“只是前段时间裴家大多数人都参与过宴会场地布置,除草剂不一定只有一个人沾到。”
顿了下,他补充一句,“不过可以肯定的是,裴江昭和窦倾果几人身上的嫌疑少了一点。”
佣人的概率变大。
小何嗯嗯嗯地应着,然后突然反应过来,说:“也不一定!”
“嗯?”
小何迫切道:“刚才per1a拜托我和岑法医做了个人体下落实验,我们现以一个成年男人的推力,在保证自己不会坠楼的情况下,是无论如何都不可能把死者推出去这么远的,也就是说除了死者以外,现场至少还有两名凶手!是他们合力把死者给抛出去的。”
第2o5章
小何这一通电话之后,蟹黄糕成了陆听安两人接下来查案的重要线索。
据厨房做蟹黄糕的厨师说,早上有人送来了两百多只大闸蟹,一群人从早上忙到中午,才终于把大闸蟹的蟹膏和蟹肉取出来。食材都是顶顶新鲜的,而且不可能在取蟹膏的时候就动手,不然晚上怕是要毒死一半以上的人了。
“蟹黄糕都是我做好以后统一放到蒸笼里面蒸的,蒸完取出来切块摆盘。”
做蟹黄糕的厨师面色惨白,讲话的时候都微微颤抖,也不知道是吓的还是后怕,“阿sir,你们不会是怀疑我下毒杀了大少爷吧?”

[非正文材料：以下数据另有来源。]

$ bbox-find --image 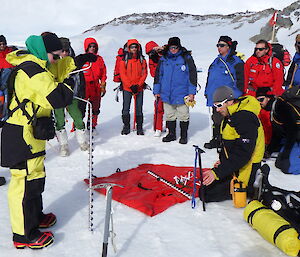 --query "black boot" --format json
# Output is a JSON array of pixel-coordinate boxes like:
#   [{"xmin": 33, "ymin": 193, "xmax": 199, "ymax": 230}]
[
  {"xmin": 162, "ymin": 120, "xmax": 176, "ymax": 142},
  {"xmin": 121, "ymin": 114, "xmax": 130, "ymax": 135},
  {"xmin": 179, "ymin": 121, "xmax": 189, "ymax": 144},
  {"xmin": 204, "ymin": 125, "xmax": 220, "ymax": 149},
  {"xmin": 136, "ymin": 115, "xmax": 144, "ymax": 136}
]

陆听安两人还没有接话,他就先大声喊起冤来,“我这一整天都很忙,除了在厨房做饭做糕点,连去喝口水上个厕所的事件都没有。固然这蟹黄糕是出自我手,可是端盘出去的不是我,毒要是真是我下的,难道我能控制大少爷把我下毒的那一份给吃进去吗?”
陆听安抬手压了压,“你太激动了,没人说是你。”
厨师说得没错,表面上看他下毒的机会不少,但他操作起来却是最困难的那个。厨房离不了他,他要是为了确保裴宏历吃下有毒的那块蟹黄糕,那得经常往外跑、跟在裴宏历的身边盯着,而这必然会引起其他人的不满和怀疑。

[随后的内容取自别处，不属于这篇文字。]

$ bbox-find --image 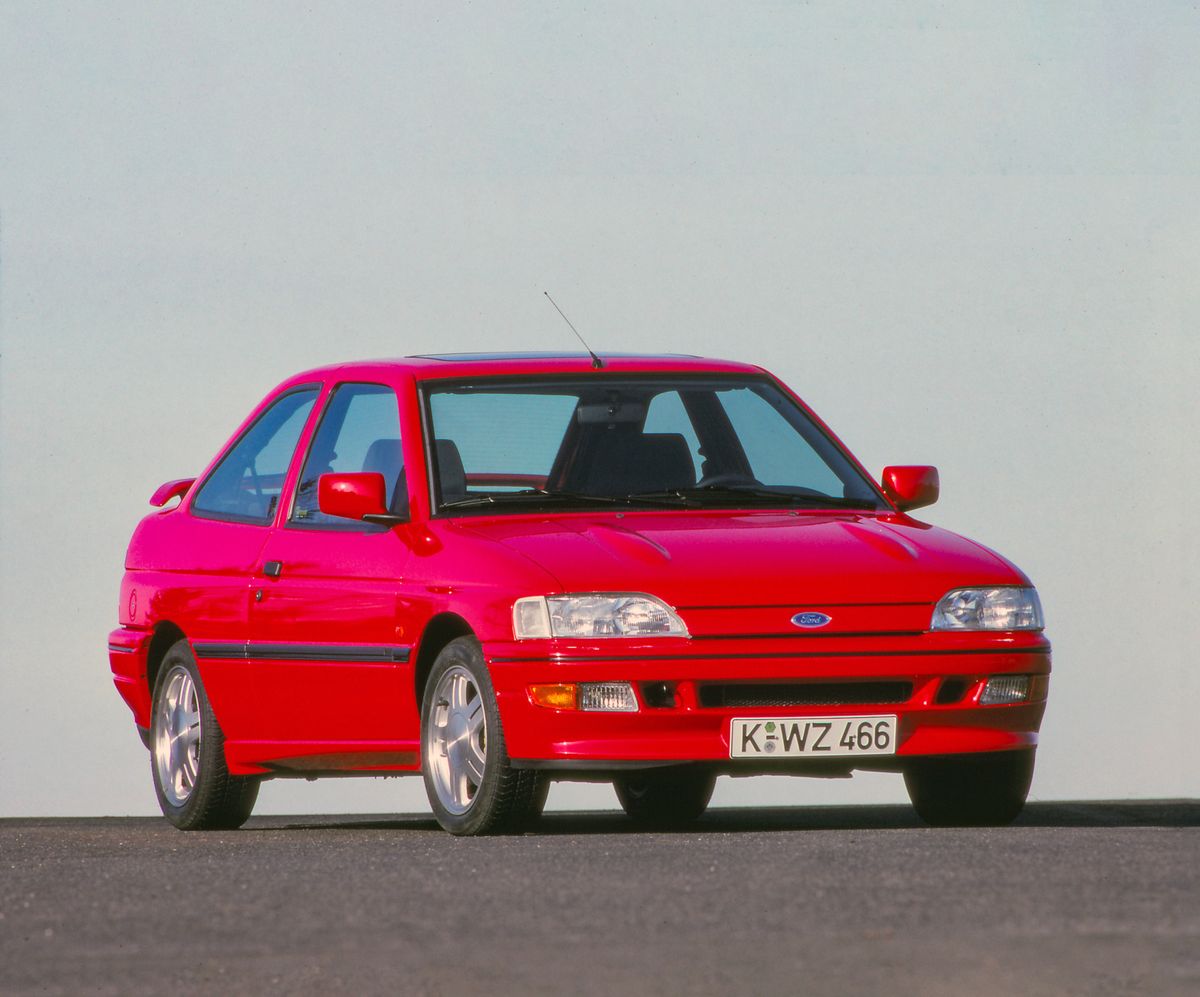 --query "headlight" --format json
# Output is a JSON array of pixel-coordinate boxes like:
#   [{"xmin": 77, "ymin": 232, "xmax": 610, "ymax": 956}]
[
  {"xmin": 512, "ymin": 593, "xmax": 688, "ymax": 641},
  {"xmin": 929, "ymin": 587, "xmax": 1043, "ymax": 630}
]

两百多只的大螃蟹,总共也就做出来三斤多一点的蟹黄糕而已。
厨师把这三斤多的糕点分成了二十份,然后再将这二十份切成大小匀称、方方正正的小块,用堆金字塔的方式叠成下宽上窄的金字塔形。
陆听安两人在厨房询问厨师的时候,俞七茵跟两名还没有离开的痕检科警员端着蟹黄糕的盘子陆陆续续地进来了,身后还有好几个一起帮忙的佣人。
“放在这里吧。”
俞七茵指着一张空出来的大桌子,“你们都记得自己是从哪张桌子上拿的蟹黄糕吧?按照桌子的顺序来,一盘都不要搞错!”
佣人们应了声,赶紧按照刚才在外面排好的队伍那样换好位置,把一盘盘蟹黄糕都放在了桌子上。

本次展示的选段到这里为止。